With this in mind, she launched il Pietra from her home in Melbourne in September 2020.

She picks up offcuts from various stonemasons and pays them for it, before turning them into handcut trays, coasters and platters.

To Cardamone, who had previously worked in car sales, the business was a way to step out of her comfort zone during the COVID-19 pandemic.

“[The feedback] that we got from people on Instagram was absolutely sensational - everyone was embracing it,” she said.

“It really showed me the gap in the market, people had never seen anything like it before.”

She launched the Instagram account before she launched her website, but within days of announcing the business she was receiving hundreds of messages.

“I thought, ‘This is in more demand than I thought,’” she said.

“There was also the aspect that I was able to create something during the pandemic, when people aren’t working much.
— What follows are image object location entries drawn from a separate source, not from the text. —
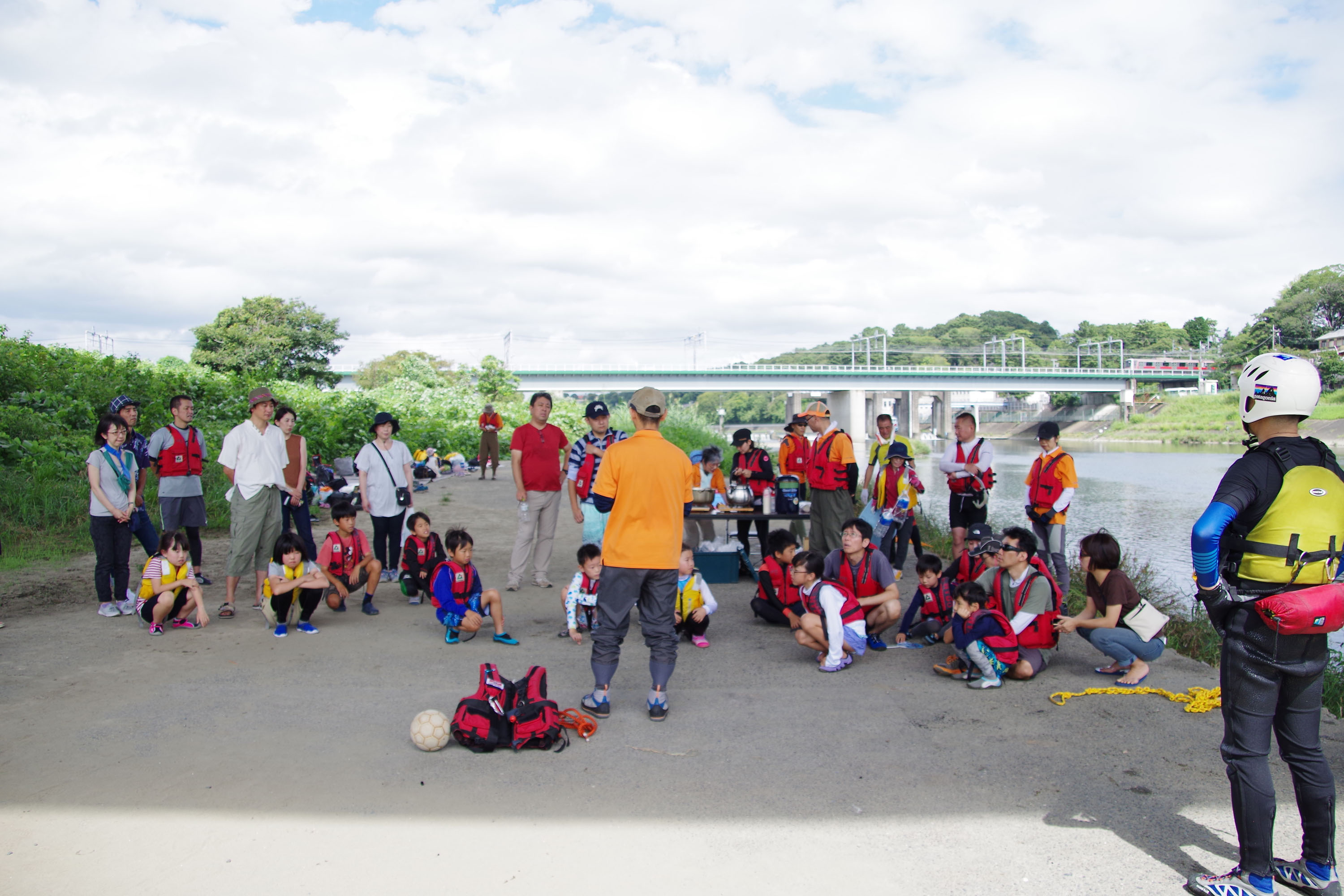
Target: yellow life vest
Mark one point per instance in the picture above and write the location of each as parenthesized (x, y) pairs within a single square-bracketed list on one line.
[(1301, 535), (175, 574), (689, 595), (297, 573)]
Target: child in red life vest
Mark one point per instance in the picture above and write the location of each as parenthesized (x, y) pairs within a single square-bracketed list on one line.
[(932, 601), (582, 593), (459, 597), (984, 640), (420, 555), (347, 562), (832, 622), (777, 599)]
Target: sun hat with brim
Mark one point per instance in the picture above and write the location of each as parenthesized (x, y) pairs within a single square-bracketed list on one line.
[(383, 417)]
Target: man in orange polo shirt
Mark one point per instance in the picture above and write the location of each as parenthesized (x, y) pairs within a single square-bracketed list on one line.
[(644, 484)]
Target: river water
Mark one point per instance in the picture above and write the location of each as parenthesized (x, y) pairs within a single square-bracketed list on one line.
[(1148, 496)]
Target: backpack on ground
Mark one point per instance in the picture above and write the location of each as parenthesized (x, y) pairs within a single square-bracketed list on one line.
[(480, 723), (535, 720)]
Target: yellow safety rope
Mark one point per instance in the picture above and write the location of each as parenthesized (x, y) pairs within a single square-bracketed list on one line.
[(1198, 699)]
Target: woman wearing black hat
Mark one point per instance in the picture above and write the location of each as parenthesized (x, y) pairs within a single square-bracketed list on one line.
[(385, 477)]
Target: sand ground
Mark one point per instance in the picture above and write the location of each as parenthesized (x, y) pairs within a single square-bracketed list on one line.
[(226, 761)]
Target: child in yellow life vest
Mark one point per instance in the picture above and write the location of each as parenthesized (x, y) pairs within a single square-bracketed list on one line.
[(170, 589), (292, 574), (694, 602)]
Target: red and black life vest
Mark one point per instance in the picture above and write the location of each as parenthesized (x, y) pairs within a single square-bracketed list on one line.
[(971, 484), (850, 610), (1046, 484), (183, 456), (824, 473), (345, 556), (1041, 633), (865, 583), (1004, 645), (753, 461)]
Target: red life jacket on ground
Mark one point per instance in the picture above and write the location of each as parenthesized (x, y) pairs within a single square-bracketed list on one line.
[(345, 556), (1004, 645), (1041, 633), (822, 472), (865, 585), (967, 484), (183, 456), (850, 612), (1046, 484)]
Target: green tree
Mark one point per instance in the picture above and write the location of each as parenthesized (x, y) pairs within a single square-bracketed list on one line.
[(271, 338)]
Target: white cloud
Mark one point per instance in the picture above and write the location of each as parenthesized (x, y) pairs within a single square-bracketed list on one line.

I was just really grateful so I didn’t let the stress get the better of me.”

Today, il Pietra employs around six people, including Cardamone, who spends her days packing boxes and overseeing the cutting and polishing process.
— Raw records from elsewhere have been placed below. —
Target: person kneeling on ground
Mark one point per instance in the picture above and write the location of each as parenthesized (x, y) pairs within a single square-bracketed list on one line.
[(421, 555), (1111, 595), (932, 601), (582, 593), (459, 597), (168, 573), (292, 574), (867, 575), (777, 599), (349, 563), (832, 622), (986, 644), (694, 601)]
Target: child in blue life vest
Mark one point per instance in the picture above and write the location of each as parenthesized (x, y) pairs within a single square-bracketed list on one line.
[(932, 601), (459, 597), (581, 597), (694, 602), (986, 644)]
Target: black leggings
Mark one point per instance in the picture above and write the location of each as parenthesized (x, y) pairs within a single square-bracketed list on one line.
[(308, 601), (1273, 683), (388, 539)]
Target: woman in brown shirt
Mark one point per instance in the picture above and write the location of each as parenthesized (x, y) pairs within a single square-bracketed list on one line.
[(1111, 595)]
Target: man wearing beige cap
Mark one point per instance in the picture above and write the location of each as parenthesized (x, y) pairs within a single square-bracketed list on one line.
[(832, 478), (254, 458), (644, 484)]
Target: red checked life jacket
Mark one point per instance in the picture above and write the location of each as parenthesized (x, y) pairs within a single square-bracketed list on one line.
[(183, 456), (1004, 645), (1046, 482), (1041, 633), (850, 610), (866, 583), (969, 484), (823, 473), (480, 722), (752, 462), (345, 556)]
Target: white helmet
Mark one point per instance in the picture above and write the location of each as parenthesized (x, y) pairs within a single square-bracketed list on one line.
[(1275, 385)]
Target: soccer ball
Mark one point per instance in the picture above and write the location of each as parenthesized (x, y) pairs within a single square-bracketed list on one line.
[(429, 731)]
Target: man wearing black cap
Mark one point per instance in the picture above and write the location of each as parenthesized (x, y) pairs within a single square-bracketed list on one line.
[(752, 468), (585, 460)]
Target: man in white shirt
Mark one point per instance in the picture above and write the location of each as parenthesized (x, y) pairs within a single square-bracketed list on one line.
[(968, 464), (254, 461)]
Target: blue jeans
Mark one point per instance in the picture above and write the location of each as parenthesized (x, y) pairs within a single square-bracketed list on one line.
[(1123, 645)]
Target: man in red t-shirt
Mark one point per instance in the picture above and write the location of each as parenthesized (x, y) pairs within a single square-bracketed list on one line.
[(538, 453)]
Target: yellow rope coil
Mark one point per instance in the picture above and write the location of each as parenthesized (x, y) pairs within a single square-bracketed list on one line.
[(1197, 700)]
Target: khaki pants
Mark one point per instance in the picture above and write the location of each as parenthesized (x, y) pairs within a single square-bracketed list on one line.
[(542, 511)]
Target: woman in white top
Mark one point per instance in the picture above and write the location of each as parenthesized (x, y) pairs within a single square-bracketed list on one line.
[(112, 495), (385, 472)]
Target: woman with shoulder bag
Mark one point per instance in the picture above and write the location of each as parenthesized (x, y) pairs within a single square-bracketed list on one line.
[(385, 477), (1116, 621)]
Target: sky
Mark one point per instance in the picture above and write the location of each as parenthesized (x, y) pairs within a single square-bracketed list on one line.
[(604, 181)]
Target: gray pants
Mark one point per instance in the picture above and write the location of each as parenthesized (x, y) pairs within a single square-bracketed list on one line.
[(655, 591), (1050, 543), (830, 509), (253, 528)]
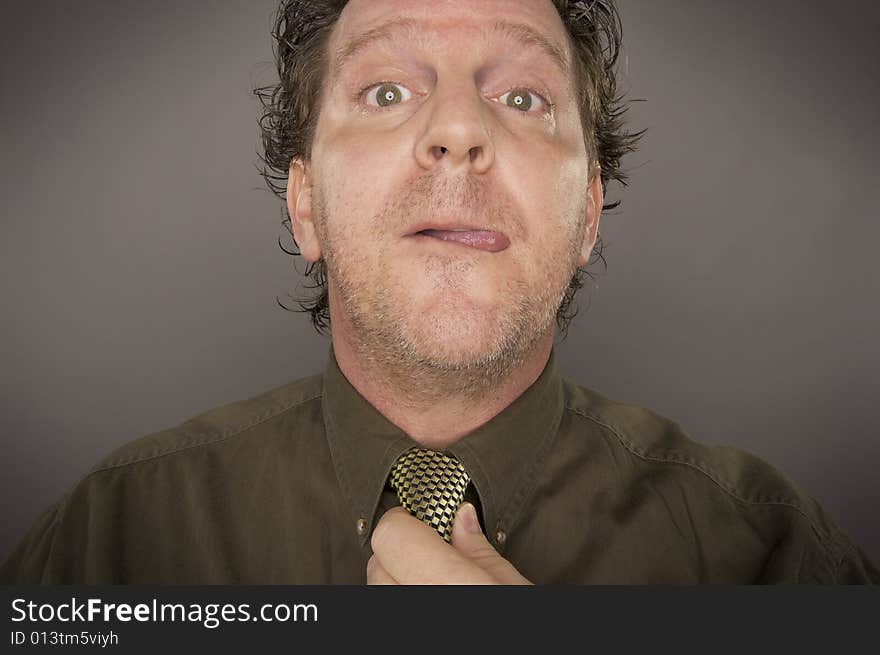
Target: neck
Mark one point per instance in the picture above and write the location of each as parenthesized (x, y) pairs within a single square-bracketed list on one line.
[(437, 420)]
“The biggest success was needing to register for GST without realising it,” she said.

Businesses need to register for GST once their turnover exceeds $75,000.

Lessons learnt and what lies ahead

Cardamone was one of the 25 business owners to participate in the Instagram Academy, a workshopping and networking forum for young female entrepreneurs.

She said the biggest thing she learnt was the importance of having an understanding of all aspects of her business, including Facebook and Instagram advertisements.

She works with external agencies to promote her business, but she realised she also needed to be able to quickly turn on Facebook ads and target them to her audience.

“I also learned that you need to define your ideal customer to target your ads to,” she said.

“That meant asking, ‘What do my customers need? Where are my customers located? What does my customer share?’ That really helped me, because I realised it’s more about defining who your customers are.”

For Cardamone, her business reflects a critical shift in the consumer mindset: they want items that will last and that have a significance behind them.

A global survey of 80,000 people found nearly half of shoppers felt personally affected by environmental issues, while one in five had begun to shop with sustainability in mind since the pandemic began.

Locally, a survey by Mastercard found 61 per cent of Australians were demanding their favourite brands become more sustainable.

One of the biggest areas consumers wanted companies to improve was in cutting waste, with 38 per cent citing this as a priority.

This is good news, Cardamone believes, not only for the world but for her business. Essentially, every piece of il Pietra homewares is one less piece of rubbish heading into the bin.

And given they’re made of stone, they’ll last forever.

She plans to expand into furniture and is currently looking at how to use recycled plastics to achieve this.

“There is no better feeling than giving new life to materials and enriching the value of a meaningful piece to treasure forever,” she said.

“Sustainability is the future and we are happy to be a part of the zero-waste movement.”